## Data Wrangling Report

## Table of Contents
- [Gathering](#Gathering)
- [Assessing](#Assessing)
- [Cleaning](#Cleaning)

<a id='Gathering'></a>
## Gathering
Firstly, we started by gathering the twitter data from different sources, we already had `twitter_archive_enhanced.csv` on hands so we imported it directly using pandas's methods with dataframe name `twt_df`. We want image predictions for the images in the tweets and the data for that are available in this [site](https://d17h27t6h515a5.cloudfront.net/topher/2017/August/599fd2ad_image-predictions/image-predictions.tsv) , so we used requests library to extract the data from the site and we saved it with name `image_predictions.tcv`, then we imported it using pandas's methods with dataframe name `img_prds`. The last data we needed was the favorites and retweets counts of each tweet, and that was available by using twitter API to extract it with JSON format, so we opened `tweet-json.txt` that has the extracted data, and went through it line by line to add it `twt_data` dataframe.

<a id='Assessing'></a>
## Assessing
Secondly, we wanted to do a visual and programmatic assessment to find any quality and tidiness issues. we started by doing visual assessment and we opened each dataframe individually, for the quality we noticed that in `twt_df` many rows had None instead of NaN, the source of each tweet is in a URL format, and some tweets were not dog ratings. For the programmatic assessment we mostly used pandas's methods to find issues that can't be found visually, and the following was the `twt_df` issues we found :
- Tweet id had wrong datatype(Integer).
- Time of the tweet and retweets had wrong datatypes(String).
- All the status and user id's had wrong datatypes(float).
- Some entries had a rating denominator other than 10.
- Some dogs' names were `a`, `the` and `an` and many more wrong names.
- Some retweets are not from @dog_rates.
- Some dogs had more than just one dog type.
- Some entries had wrong ratings, for example, 75 instead of 9.75.

`img_prds` issue:
- Tweet id had wrong datatype(Integer).
- Some tweets didn't have a dog image.

`twt_data` issue:
- All numeric values have String datatype.

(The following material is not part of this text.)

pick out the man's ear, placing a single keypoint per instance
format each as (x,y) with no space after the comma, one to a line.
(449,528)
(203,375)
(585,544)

for tidiness, we wanted to merge `twt_df` and `twt_data` into one dataframe, delete any rows in `twt_df` and `twt_data` that didn't - have an image prediction in `img_prds`, there were 4 columns for dog type instead of one and we wanted to make sure that all the dataframes has the same tweets.


<a id='Cleaning'></a>

## Cleaning

Lastly, for cleaning, we fixed all the issues in the assessing phase , and the fixes were as followed:
#### Quality : 
##### `twt_df` :
- Changed every None to NaN
- Changed the source from a URL to the source name (ex. IPhone)
- Deleted Tweets that were not a dog rate.
- Tweet id datatype changed from `Integer` to `String`
- All time columns datatypes changed from `String` to `datatime`.
- All status and user id's columns changed from `float` to `String`.
- Deleted any tweet with a rating denominator other than 10.
- Deleted any tweet that has `a` , `the` and `an` ... in the name column.
- Deleted any retweets.
- Deleted any row that has many dog types.
- Changed ( 75 , 26, 27 ) in the rating nominator to ( 10 , 11 , 11).

##### `img_prds` :
- Tweet id datatype changed from `Integer` to `String`
- Deleted any tweet that didn't predict a dog image.

##### `twt_data` :
- Changed all numeric value columns datatypes from `String` to `Integer`.

#### Tidiness : 
- Merged `twt_df` and `twt_data` into one dataframe.
- Deleted any tweet in `twt_df` and `twt_data` that didn't have an image prediction in `img_prds`.
- Merged dog types columns into one column with name `dog_type`.
- Made all the dataframes have the same tweets.